Und so finden wir ihn 1890, zur selben Zeit, als sein
„Freischüler“-Dasein endet, an der Komposition eines neuen Werkes für
den Freund: der „Sonate für Pianoforte und Violoncell“, die sein Opus 1
werden sollte.
Der Zufall wollte es, daß in Wiesbaden, also in Pfitzners unmittelbarer
Nachbarschaft, der um vier Jahre jüngere Max Reger gerade zur selben
Zeit auch an seinem programmatischen Opus 1 arbeitete, einer „Sonate für
Pianoforte und Violine“ in d-moll. (Reger war zu dieser Zeit Schüler
Hugo Riemanns, bei dem auch Pfitzner später kurze Zeit Unterricht nahm.)
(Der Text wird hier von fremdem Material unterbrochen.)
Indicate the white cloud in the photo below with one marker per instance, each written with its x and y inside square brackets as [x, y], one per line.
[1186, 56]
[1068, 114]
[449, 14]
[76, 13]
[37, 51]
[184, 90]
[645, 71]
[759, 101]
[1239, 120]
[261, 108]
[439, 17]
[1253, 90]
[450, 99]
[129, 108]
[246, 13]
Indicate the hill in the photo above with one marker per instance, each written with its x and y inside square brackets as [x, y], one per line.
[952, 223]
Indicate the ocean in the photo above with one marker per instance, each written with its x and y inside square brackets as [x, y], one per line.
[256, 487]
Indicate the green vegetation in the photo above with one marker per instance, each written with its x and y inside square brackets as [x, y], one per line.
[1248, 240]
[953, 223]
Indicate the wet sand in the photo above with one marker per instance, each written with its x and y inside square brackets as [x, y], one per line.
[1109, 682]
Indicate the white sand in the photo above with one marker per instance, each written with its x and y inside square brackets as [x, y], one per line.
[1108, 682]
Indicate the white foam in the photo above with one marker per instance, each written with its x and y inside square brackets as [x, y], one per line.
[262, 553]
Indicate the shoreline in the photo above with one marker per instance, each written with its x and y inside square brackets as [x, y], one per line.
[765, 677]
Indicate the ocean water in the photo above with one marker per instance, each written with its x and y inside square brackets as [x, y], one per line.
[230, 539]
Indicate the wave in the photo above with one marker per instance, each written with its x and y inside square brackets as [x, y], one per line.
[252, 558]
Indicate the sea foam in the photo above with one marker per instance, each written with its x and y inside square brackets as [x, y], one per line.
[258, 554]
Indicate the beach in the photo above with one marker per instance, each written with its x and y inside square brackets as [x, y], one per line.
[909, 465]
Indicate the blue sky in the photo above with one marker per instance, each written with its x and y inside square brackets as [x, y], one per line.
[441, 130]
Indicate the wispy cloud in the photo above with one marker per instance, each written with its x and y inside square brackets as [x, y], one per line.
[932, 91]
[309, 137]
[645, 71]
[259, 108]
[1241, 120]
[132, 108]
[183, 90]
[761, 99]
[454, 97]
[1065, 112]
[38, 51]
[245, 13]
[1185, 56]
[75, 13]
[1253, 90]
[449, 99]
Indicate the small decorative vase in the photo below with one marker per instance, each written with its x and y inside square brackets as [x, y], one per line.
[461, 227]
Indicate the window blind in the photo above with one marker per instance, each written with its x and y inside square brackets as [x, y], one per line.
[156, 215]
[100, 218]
Die fundamental unterschiedliche Produktionsweise der beiden
jugendlichen Meister läßt sich schon am Werkkatalog ablesen: Reger, der
sich gewissermaßen „vegetativ“ in seine Werke hineinschrieb, ließ dieser
ersten Violinsonate schon einige Monate später eine zweite folgen –
insgesamt brachte er es in seinen dreiundvierzig Lebensjahren auf neun
Violin- und vier Cellosonaten (und ein Gesamtwerk von 146 Opusnummern);
Pfitzner, dem sich jedes Werk als innere Schau gestaltet haben mußte,
bevor er es zu Papier bringen konnte, hat (wenn man die unvollendeten
und verlorenen Studienarbeiten beiseite läßt) in einem achtzigjährigen
Leben nur je eine Violin- und Cellosonate geschrieben. (Zu den 57
Opusnummern des Pfitznerschen Werkes muß man freilich die ohne Opuszahl
erschienenen großen musikdramatischen Werke hinzuzählen, die in Regers
Œuvre ganz fehlen.)
Als Motto stellte Pfitzner seinem Werk den Heine-Vers „Das Lied soll
schauern und beben“ voran – sicherlich eine Reverenz an den Dichter und
seinen Komponisten (Schumann, Dichterliebe, op.48 Nr.5), viel mehr aber
noch eine Chiffre für Pfitzners musikalische Poetik. Die Tonart des
Werkes ist übrigens nicht die des Schumannschen Liedes – aber daß das
gewählte Fis-moll doch auch ein Schumann-Echo sei, darf man ruhig
annehmen: Es ist die Tonart von Schumanns, Clara Wieck gewidmeter,
erster Klaviersonate (op.11).
Ein derartig mit programmatischen Anklängen befrachtetes Debutwerk wäre
eigentlich prädestiniert dafür, im Epigonalen befangen zu bleiben, oder
zumindest von der Entwicklung des Komponisten alsbald überholt zu
werden: Beides ist durchaus nicht der Fall. Noch viele Jahre nach der
Entstehung der Sonate wählte Pfitzner ihr Incipit als musikalisches
Motto seines von Willy Preetorius gezeichneten Exlibris; und wie seine
Konzertprogramme belegen, ist er seinem Jugendwerk auch als Interpret
treu geblieben
Die beiden Aufführungen, deren kritische Resonanz hier zusammengetragen
ist, sind wichtige, aber nicht im praktischen Sinne entscheidende
Stationen auf Pfitzners lamgem und beschwerlichem Weg zu seinem
Publikum. Die Frankfurter Uraufführung, die das Freundspaar
Pfitzner-Kiefer bestritt (21. Jänner 1891) war ein Versuch des sang- und
klanglos vom Konservatorium abgegangenen Studenten, sich in seiner
Vaterstadt einen Namen zu machen. Die Wahl des Saales – der Saal der
Loge Carl wurde immer wieder für Veranstaltungen des Hoch´schen
Conservatoriums benützt – zeigt, daß es Pfitzner auch darum ging, sich
vor dem Institut, das ihn verkannt hatte, zu behaupten.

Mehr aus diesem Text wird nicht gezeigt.